Today I rushed out of work at lunch and did some errands before our latest snow festival begins tomorrow. While out, I remembered Valentine’s Day is Friday, and I had picked up nothing for my husband yet, so I bought him a small gift.
February 14, 2014 · 4:30 am
Anyway, I scurry back to work and later proudly told a colleague that I just barely remembered to get a Valentine’s Day gift for my husband. She then asked what I got for my son, and I realized, huh, nothing.
He had completely slipped my mind. Initially, I felt awful about this, but then I realized I could make him Valentine’s Day brownies or something else, and he would never know I got a gift for my husband and not him. And the fact that I slipped and forgot my son and not my husband is huge in our family, and here’s why.
In the 3.5 years since my son has been diagnosed with PDD-NOS, my husband has very often been forgotten. Not with gifts per se, but forgotten all the same. Or put behind my son. He didn’t need me as much you see. And some of that is appropriate–children do need their parents more after all, and when your child has special needs, he or she needs more help than your average child.
When my son was diagnosed, I was frightened. I didn’t know what the future held for him, and I spent my early days reading information that was frankly, scary. I wondered if he would one day be self-sufficient or if he would need some care the rest of his life. I wondered if he would be able to hold a job. Have a family. Or make a few friends. And I wanted a better future for him than what I was reading about, so I jumped on the therapy/reading/school/playdates/see a specialist/more therapy/more reading/more playdates/more therapy/see another specialist/not doing enough/more therapy/more activities/more reading bandwagon and searched for the magic combination of activities/treatments that would help my son. And I did this until I realized not everything about him needed to change. He needed more help learning to do certain things, but many things about him were and are fine.

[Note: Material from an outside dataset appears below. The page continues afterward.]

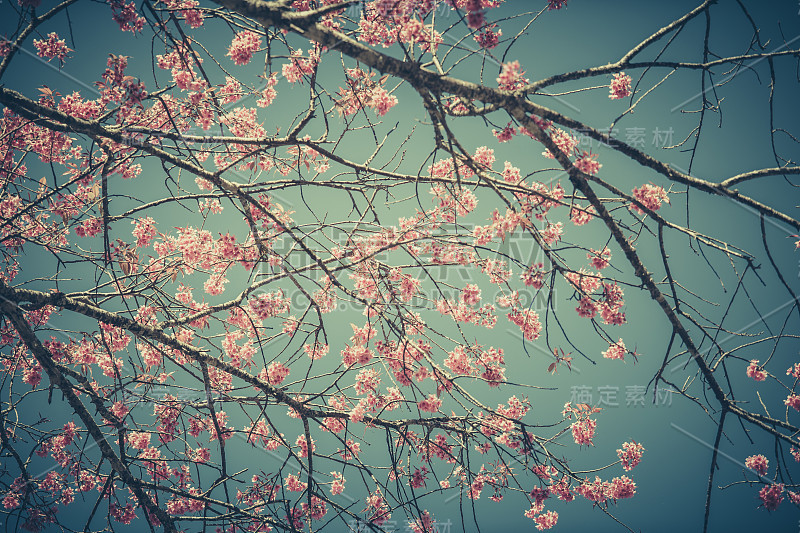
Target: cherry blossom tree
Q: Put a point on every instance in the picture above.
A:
(362, 240)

Anyway, with all of this searching for answers, my relationship with my husband took a backseat. There was no time left in the day for him (well not much), I had no energy for him, and he did not share my mania for “fixing” our son. He liked him pretty well the way he is, and spent his free moments playing with him. Just playing, which annoyed me at the time, but I now see was so important for our son. But our relationship drifted and limped along. It took a health scare for me last summer to remember how much this man meant to me. That while I love our son with an intensity I’ve never felt before, I love my husband deeply as well. This was the man who I had chosen to be my spouse, to create a life together, and in the process of helping my son, I had created a life for my son and myself, not much time for the other guy in my life. And at that point, our son was doing pretty well, and had learned to do things I wasn’t sure he would at the beginning–learned to speak, write, function in a class setting, and made a couple friends. So over the last few months, I have been making an effort to spend more time with my husband. Also, more time to rediscover my old interests.
So at this point, love came before fear. My fear of all the what-ifs surrounding my son’s diagnosis is no longer obscuring the other people and delights in life. My son is doing pretty well, and there can and should be room for other people and things in my life again. Because an autism diagnosis doesn’t mean your entire existence must involve seeking a fix for someone who isn’t broken. There is room for other things and other people.
Like my husband. Happy Valentine’s Day!